Regular expression syntax

This chapter describes regular expression language used to declare patterns for matching input.

Basic operators

a - matches a single letter a
bc - concatenation: b followed by c
a|b - alternative: either a or b
a* - repetition: zero or more occurrences of a
(ab) - grouping: wrapping elements of regular expression in parenthesis makes them behave as one element

Above elements are elementary operators of regular expression language. All regular expressions can be written using them. Other operators available in regular language are added for convenience.

Examples

foo|bar // matches either foo or bar
any(way|how) // matches anyway or anyhow
(yes)* // matches: <empty sting>, yes, yesyes, yesyesyes etc.
1(23)*4 // matches: 14, 1234, 123234, 12323234 etc.

Default precedence of basic operators is as follows:

Repetition a* has higher precedence than concatenation ab.
That is ab*c is treated like a(b)*c (asterisk applies only to b ). To change this behavior use grouping parentheses like (ab)*.
Concatenation ab has higher precedence than alternative b|c.
That is ab|cd is treated like (ab)|(cd). To change this behavior use grouping parentheses like a(b|c)d.

Repetition operators

Operators for repeating an element multiple times are as follows:

a* - zero or more occurrences of a
a+ - one or more occurrences of a
a? - zero or one occurrence of a. An optional occurrence a.
a{n} - n-occurrences of a (example: (ab){3} is equal ababab );
a{n,} - n or more occurrences of a
a{,m} - from zero to m-occurrences of a (inclusive)
a{n,m} - from n to m-occurenctes of a (inclusive)

Examples

(CD)+ // the same as CD(CD)*
X{,1} // the same as X?
ab{2,4} // the same as abab(ab(ab)?)?

Single characters

Most characters can be placed in regular expression verbatim. However some characters, like ? or *, have special meaning in regular expression language and must be escaped. Unicode characters which are outside of currently used input encoding must be escaped as well.

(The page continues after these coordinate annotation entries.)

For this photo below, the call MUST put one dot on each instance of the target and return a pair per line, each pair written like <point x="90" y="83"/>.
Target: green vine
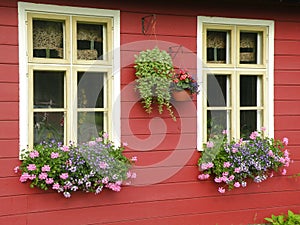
<point x="154" y="70"/>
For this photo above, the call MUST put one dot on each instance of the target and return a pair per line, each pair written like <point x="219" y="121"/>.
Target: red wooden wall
<point x="168" y="190"/>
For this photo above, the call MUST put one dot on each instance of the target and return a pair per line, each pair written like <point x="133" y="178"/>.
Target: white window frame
<point x="201" y="21"/>
<point x="23" y="8"/>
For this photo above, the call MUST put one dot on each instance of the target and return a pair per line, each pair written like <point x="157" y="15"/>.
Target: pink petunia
<point x="49" y="180"/>
<point x="55" y="186"/>
<point x="221" y="190"/>
<point x="24" y="177"/>
<point x="237" y="184"/>
<point x="31" y="167"/>
<point x="209" y="144"/>
<point x="64" y="176"/>
<point x="253" y="135"/>
<point x="65" y="148"/>
<point x="237" y="170"/>
<point x="54" y="155"/>
<point x="16" y="169"/>
<point x="46" y="168"/>
<point x="33" y="154"/>
<point x="283" y="172"/>
<point x="203" y="176"/>
<point x="103" y="165"/>
<point x="218" y="179"/>
<point x="43" y="176"/>
<point x="226" y="164"/>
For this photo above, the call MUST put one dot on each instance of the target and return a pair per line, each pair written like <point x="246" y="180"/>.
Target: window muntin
<point x="234" y="84"/>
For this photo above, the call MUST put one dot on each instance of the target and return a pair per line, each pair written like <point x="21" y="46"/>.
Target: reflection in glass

Here is a summary of expressions matching a single character (D stands for hexadecimal digit ):

. dot matches any single character. By default it does not match newline. This behavior changes when dot is used in single line mode, that is within block with option 's' (?s:...)
c character which is not one of reserved characters matches itself
\c reserved character must be escaped with backslash (like \? to get literal?). It is legal to escape non-reserved characters.
\xDD single character with hexadecimal code in range 00 to FF (0 to 255 decimally)
\uDDDD single character with hexadecimal code in range 0000 to FFFF (0 to 65535 decimally)
\x{DD...} or \u{DD...} single character with hexadecimal code. Number of hexadecimal digits in curly braces can be from 1 to 8 which covers a 4 byte (or 32 bit) range.

Examples

a.c // matches aac, abc, acc, adc...
ok\? // matches ok?
2\*5 // matches 2*5
x\y\z // matches xyz (neither of this letter is special character)
A\x42C // matches ABC (42 hex = 66 dec is character code of B)
\u0410 //matches Cyryllic A

Reserved characters

Several characters are reserved and have special meaning in regular expression. To get their literal value these must be preceded by backslash '\' (like \? to get literal ?).

Input file related

Because of Alpag input file syntax following characters must be escaped:

when first character in line: % < /
anywhere within expression: a space character

Global scope

Characters reserved in global scope of regular expression are:

anywhere: . \ ( ) [ ] { } * + ?
first occurrence of: /
as first character: ^
as last character: $

Character class

In character classes (inside [ ] ) reserved characters are:

anywhere: [ ] . –
as first character after opening square brace: ^ :

Special escape sequences

Several characters, when escaped, have special meaning:

\! matches any OOR (Out of Range character)
\a alert/beep (0x07)
\b backspace (0x08)
\f form feed (0x0C)
\n newline LF (0x0A) (see below for details)
\N any newline of all defined newlines (see below for details)
\r carriage return CR (0x0D)
\t tabulation (0x09)
\v vertical tabulation (0x0B)
\0 zero character (0)

Newlines

Newline characters can be matched using \n or \N escape sequences. Meaning of these characters depends on current configuration.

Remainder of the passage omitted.